The Good Project/Project Zero researcher Carrie James is excited to announce the publication of Disconnected: Youth, New Media, and the Ethics Gap. Based on qualitative research carried out as part of our Good Play Project, Disconnected is an account of how youth, and the adults in their lives, think about the moral and ethical dimensions of their participation in social network sites, blogs, online games, and other digital contexts.

Book Details & Overview

Disconnected: Youth, New Media, and the Ethics Gap (September, 2014, The MIT Press)

By Carrie James

Foreword by Henry Jenkins

Fresh from a party, a teen posts a photo on Facebook of a friend drinking a beer. A college student repurposes an article from Wikipedia for a paper. A group of players in a multiplayer online game routinely cheat new players by selling them worthless virtual accessories for high prices.

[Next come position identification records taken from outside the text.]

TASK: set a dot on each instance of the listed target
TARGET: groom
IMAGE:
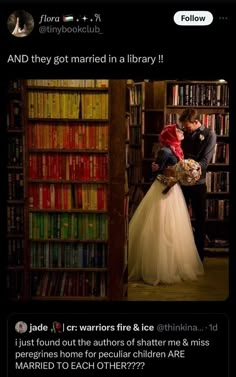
(198, 144)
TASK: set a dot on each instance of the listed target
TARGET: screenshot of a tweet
(117, 129)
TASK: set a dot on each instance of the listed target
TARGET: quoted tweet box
(108, 344)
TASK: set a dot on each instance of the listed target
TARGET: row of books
(68, 166)
(68, 196)
(69, 284)
(217, 209)
(71, 83)
(217, 181)
(217, 122)
(198, 95)
(68, 226)
(15, 219)
(66, 255)
(67, 105)
(68, 136)
(15, 150)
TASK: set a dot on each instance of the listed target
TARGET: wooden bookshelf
(135, 104)
(152, 124)
(162, 103)
(211, 98)
(74, 219)
(15, 192)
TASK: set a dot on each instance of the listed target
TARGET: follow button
(193, 18)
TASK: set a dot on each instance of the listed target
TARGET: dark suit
(200, 147)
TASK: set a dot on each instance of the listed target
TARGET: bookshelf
(211, 98)
(15, 228)
(153, 114)
(162, 103)
(135, 105)
(74, 188)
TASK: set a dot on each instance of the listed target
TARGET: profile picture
(21, 327)
(20, 23)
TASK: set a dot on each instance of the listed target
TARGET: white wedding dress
(161, 242)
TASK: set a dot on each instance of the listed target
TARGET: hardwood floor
(213, 286)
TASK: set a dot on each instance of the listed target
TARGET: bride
(161, 242)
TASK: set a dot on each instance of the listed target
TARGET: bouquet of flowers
(187, 172)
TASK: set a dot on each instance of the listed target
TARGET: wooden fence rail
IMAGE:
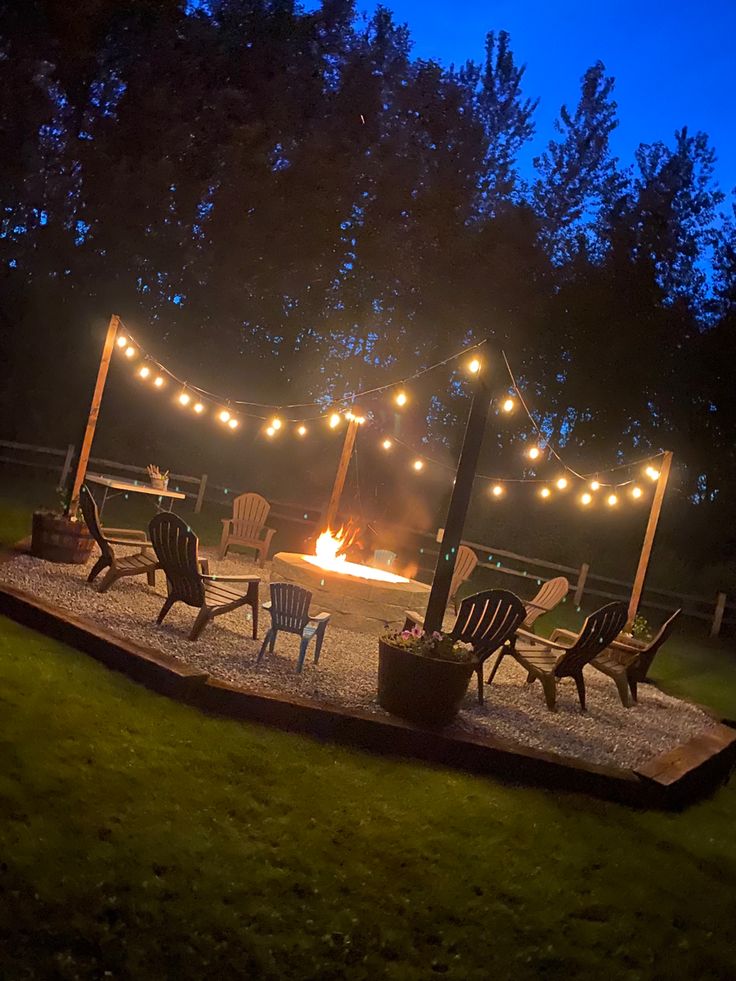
(718, 611)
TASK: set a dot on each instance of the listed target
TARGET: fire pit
(359, 597)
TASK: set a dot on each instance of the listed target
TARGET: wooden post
(67, 466)
(646, 549)
(580, 588)
(718, 614)
(342, 471)
(458, 508)
(94, 411)
(200, 494)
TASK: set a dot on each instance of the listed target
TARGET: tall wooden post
(646, 549)
(342, 471)
(94, 411)
(458, 507)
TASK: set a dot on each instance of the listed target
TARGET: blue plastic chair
(289, 609)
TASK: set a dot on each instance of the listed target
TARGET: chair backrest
(488, 619)
(92, 519)
(465, 562)
(250, 512)
(647, 655)
(551, 593)
(289, 607)
(599, 630)
(176, 545)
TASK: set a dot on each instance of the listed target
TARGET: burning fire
(330, 555)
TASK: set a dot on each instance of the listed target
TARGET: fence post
(580, 588)
(67, 465)
(200, 494)
(718, 614)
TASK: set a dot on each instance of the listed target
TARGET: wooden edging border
(673, 780)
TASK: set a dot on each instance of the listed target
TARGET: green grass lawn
(140, 838)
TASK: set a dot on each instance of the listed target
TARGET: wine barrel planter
(59, 539)
(425, 690)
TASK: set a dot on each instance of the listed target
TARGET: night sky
(673, 62)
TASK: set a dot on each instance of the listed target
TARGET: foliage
(436, 645)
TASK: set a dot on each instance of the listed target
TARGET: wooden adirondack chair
(549, 660)
(248, 526)
(289, 609)
(487, 620)
(551, 593)
(465, 563)
(144, 562)
(176, 546)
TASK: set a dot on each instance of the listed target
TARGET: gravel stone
(608, 734)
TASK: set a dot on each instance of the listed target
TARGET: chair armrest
(540, 641)
(122, 532)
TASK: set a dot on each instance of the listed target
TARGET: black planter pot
(421, 689)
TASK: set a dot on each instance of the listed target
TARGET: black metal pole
(458, 507)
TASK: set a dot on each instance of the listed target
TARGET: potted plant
(60, 537)
(423, 676)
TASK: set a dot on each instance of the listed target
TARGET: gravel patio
(608, 734)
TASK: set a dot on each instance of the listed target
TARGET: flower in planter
(435, 645)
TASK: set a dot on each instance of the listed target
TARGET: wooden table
(119, 486)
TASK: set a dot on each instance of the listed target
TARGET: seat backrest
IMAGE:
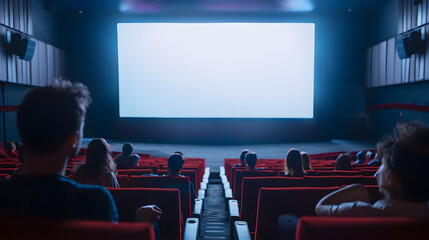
(336, 173)
(31, 228)
(250, 193)
(374, 228)
(239, 174)
(274, 202)
(137, 171)
(329, 181)
(181, 183)
(128, 200)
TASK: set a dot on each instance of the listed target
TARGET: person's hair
(343, 162)
(361, 157)
(243, 155)
(175, 163)
(49, 115)
(305, 161)
(406, 153)
(251, 159)
(127, 148)
(98, 159)
(10, 146)
(179, 152)
(293, 163)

In Disconnected, Carrie James examines how young people and the adults in their lives think about these sorts of online dilemmas, describing ethical blind spots and disconnects.

Drawing on extensive interviews with young people between the ages of 10 and 25, James explores the nature of their thinking about online privacy, property, and participation. She discusses three ways that young people approach online activities. A teen might practice self-focused thinking, concerned mostly about consequences for herself; moral thinking, concerned about the consequences for people he knows; or ethical thinking, concerned about unknown individuals and larger communities. James finds, among other things, that youth are often blind to moral or ethical concerns about privacy; that attitudes toward property range from “what’s theirs is theirs” to “free for all”; that hostile speech can be met with a belief that online content is “just a joke"; and that adults who are consulted about such dilemmas often emphasize personal safety issues over online ethics and citizenship.

Considering ways to address the digital ethics gap, James offers a vision of conscientious connectivity, which involves ethical thinking skills but, perhaps more important, is marked by sensitivity to the dilemmas posed by online life, a motivation to wrestle with them, and a sense of moral agency that supports socially positive online actions.